GitHub Source

Let us use ANSI-C (C90) to compile (or transpile, for the pedantic) a target language to an intermediate ANSI-C file.

The Target Language

Our target language, dubbed switch, will be reminiscent of the B Programming Language, supporting a single type int, pointers thereto, operators doubly thereof, basic control flow and looping, and recursion, but of course, barring function pointers - more on this later. switch files use the .sw file type, require an entry point main, and cannot import other switch files.

For the purpose of this post, a switch program can wholistically be exemplified with:

main.sw

int fun()
{
    ret 3;
}

int main()
{
    int x = 1 + fun();
    while(x != 1)
    {
        x = x - 1;
    }
    if(x == 1)
    {
        ret 0;
    }
    ret 1;
}

This example provides basic operators, a function call with a return, variables, loops, and conditional branching. Sparing the complexities of recursive descent parsing, lexing, and BNF, this post aims to share the workings of switch’s transpiled if-statements, while loops, and function calls / returns.

The If Statement

Our standard if-statement:

if.sw

int main()
{
    if(1)
    {
        2;
    }
}

This can be realized in transpiled ANSI-C as:

if.c

#define INT(var) vs[sp++] = var
#define BRZ(label) if(vs[--sp] == 0) goto label
#define BRA(label) goto label
#define POP() --sp
int main(void)
{
    int vs[128] = { 0 };
    register int sp = 0;
    goto main;
main:
    INT(1);
    BRZ(L0);
    INT(2);
    POP();
    BRA(L1);
L0:
L1:
    return 0;
}

Our transpiled ANSI-C enters main and sets up a variable stack vs and a stack pointer sp to track variable pushes and pops to the variable stack. The register keyword prepended to sp serves no purpose but to document the modeling of the stack machine. A goto main statement acts as a reset vector, placing execution at the goto label main. An integer of 1 is loaded, and branches to L0 should the integer be zero, otherwise, the next instruction executes, eventually branching to L1, which signifies the end of the program. Integer 1 is popped by the BRZ instruction.

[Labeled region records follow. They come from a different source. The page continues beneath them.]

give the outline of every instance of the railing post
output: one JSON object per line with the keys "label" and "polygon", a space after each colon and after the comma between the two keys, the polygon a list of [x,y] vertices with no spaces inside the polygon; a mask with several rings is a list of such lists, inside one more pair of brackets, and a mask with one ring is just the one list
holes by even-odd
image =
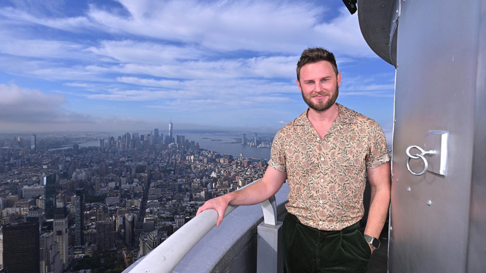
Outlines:
{"label": "railing post", "polygon": [[274,195],[260,203],[263,222],[257,227],[257,272],[283,272],[282,222],[277,221],[277,202]]}

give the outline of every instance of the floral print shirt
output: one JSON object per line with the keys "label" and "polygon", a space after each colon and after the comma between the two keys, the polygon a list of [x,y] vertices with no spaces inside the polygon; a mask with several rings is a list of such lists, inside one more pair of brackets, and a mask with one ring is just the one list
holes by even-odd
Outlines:
{"label": "floral print shirt", "polygon": [[308,108],[277,133],[268,162],[287,173],[287,211],[322,230],[340,230],[361,219],[366,169],[390,161],[378,123],[336,104],[337,118],[322,139]]}

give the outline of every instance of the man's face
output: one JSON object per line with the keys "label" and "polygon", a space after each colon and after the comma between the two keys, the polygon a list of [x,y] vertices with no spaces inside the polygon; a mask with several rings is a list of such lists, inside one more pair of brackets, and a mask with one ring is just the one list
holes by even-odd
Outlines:
{"label": "man's face", "polygon": [[336,75],[332,65],[327,61],[308,64],[300,68],[297,85],[309,107],[317,111],[325,111],[337,99],[341,85],[341,73]]}

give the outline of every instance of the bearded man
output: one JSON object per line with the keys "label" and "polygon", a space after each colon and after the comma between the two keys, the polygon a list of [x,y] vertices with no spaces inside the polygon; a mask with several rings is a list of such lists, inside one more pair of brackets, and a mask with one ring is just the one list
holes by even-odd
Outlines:
{"label": "bearded man", "polygon": [[[309,108],[280,129],[272,145],[269,166],[260,180],[207,202],[218,212],[216,225],[229,204],[261,203],[286,179],[283,245],[287,272],[365,272],[383,228],[390,203],[390,157],[376,121],[336,103],[341,85],[336,59],[322,48],[302,52],[297,85]],[[371,186],[364,235],[366,179]]]}

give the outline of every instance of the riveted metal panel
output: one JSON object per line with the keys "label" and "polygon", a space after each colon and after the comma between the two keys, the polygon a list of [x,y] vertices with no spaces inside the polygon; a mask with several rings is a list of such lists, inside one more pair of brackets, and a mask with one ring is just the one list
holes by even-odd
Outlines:
{"label": "riveted metal panel", "polygon": [[[467,271],[481,1],[401,3],[390,272]],[[447,177],[407,170],[406,149],[424,148],[431,130],[449,132]],[[410,166],[424,168],[421,160]]]}

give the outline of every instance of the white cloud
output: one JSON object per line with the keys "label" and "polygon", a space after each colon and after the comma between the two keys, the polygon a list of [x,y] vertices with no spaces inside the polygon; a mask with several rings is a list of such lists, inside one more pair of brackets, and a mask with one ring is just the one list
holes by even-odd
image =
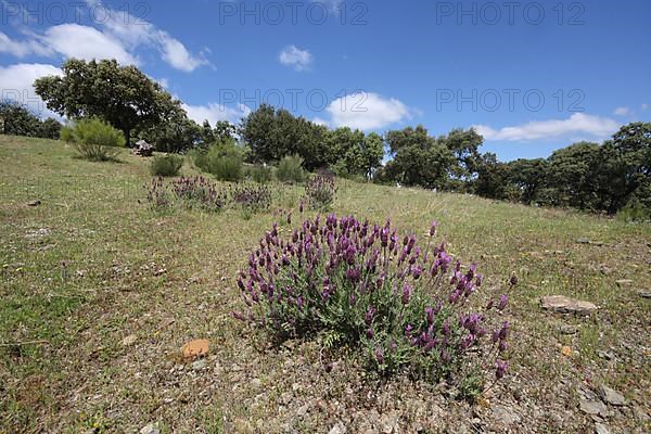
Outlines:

Within the body of the if-statement lies an expression without assignment, which loads integer 2, but subsequently pops the integer from the stack. It serves only to have some form of expression within the block of the if-statement to pretty print the transpile. Empty blocks are permitted.

The While Loop

while.c

int main()
{
    while(1)
    {
        2;
    }
}

Our while loop uses the same inner workings as the if statement. Integer 1 is pushed to the stack, and branches to L1 (the end of the program) if it is zero. The loop pushes and pops integer 2 for the exemplary, and a branch to L0 repeats the loop. In all instances, integer 1 is popped form the stack with the BRZ instruction.

while.c

#define INT(var) vs[sp++] = var
#define BRZ(label) if(vs[--sp] == 0) goto label
#define BRA(label) goto label
#define POP() --sp
int main(void)
{
    int vs[128] = { 0 };
    register int sp = 0;
    goto main;
main:
L0:
    INT(1);
    BRZ(L1);
    INT(2);
    POP();
    BRA(L0);
L1:
    return 0;
}

The Function Call

func.sw

int func()
{
    ret 9;
}

int main()
{
    func();
}

The function call introduces stacks fs and bs which track the function and base pointer stacks, respectively. Additionally, registers fp, fa, and rr, are introduced, where fp tracks pushes and pops to the function and base pointer stacks, fa that stores the pop of fs to temporarily obtain a return function address, and rr to temporarily store the return value of a function. switch functions do not support void returns. New instructions, separate to our if and while examples, are SET, CAL, and RET. A keen eye notices the intermingling of a switch statement with gotos within func.c.

SET pushes the current stack frame’s stack pointer value sp to bs at fp. A base pointer allows called functions to accurately reference local variables according to their zero offset at compile time. This post will not cover the parsing techniques for managing local variables, their stack pointer values, lvalues, and rvalues, so bs can effectively be ignored.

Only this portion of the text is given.